| 8 ounces | Ground 90% lean beef or turkey |
| 1/2 cup | Chopped onion |
| 1/2 teaspoon | Minced garlic |
| 1 cup | Chunky salsa |
| 1 teaspoon | Chili seasoning |
| 8 | (6-inch) flour tortillas |
| 1/4 cup | No-fat sour cream |
Heat oven to 475 degrees F. Spray a 9 x 13-inch baking dish with olive oil-flavored cooking spray.
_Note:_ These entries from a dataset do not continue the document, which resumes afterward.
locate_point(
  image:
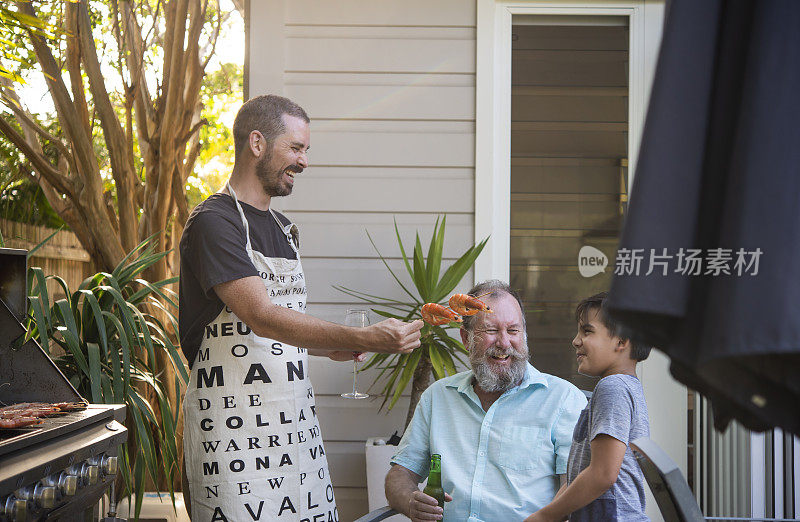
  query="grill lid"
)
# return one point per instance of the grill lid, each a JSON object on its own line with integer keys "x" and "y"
{"x": 27, "y": 374}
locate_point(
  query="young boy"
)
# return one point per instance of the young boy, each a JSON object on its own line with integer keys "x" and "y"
{"x": 604, "y": 481}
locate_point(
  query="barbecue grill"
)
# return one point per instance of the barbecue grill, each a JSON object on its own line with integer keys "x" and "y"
{"x": 60, "y": 468}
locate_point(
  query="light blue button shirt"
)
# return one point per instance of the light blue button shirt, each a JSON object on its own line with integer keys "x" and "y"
{"x": 500, "y": 464}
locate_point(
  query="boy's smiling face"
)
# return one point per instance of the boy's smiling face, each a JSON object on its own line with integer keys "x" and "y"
{"x": 599, "y": 353}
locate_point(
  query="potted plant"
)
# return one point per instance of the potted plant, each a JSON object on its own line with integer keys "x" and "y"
{"x": 438, "y": 351}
In a large skillet sprayed with olive oil-flavored cooking spray, brown meat and onion. Stir in garlic, 1/2 cup salsa, and chili seasoning. Lower heat and simmer for 5 minutes. Spoon 1/4 cup meat mixture into center of each tortilla. Lightly spray tops with butter-flavored cooking spray.
Bake for 12 to 14 minutes or until golden brown.
For each serving, place a chimichanga on a serving plate, spoon 2 tablespoons salsa and 1 tablespoon sour cream over top.
Serves 4 (2 each). Serving size (2 chimichangas)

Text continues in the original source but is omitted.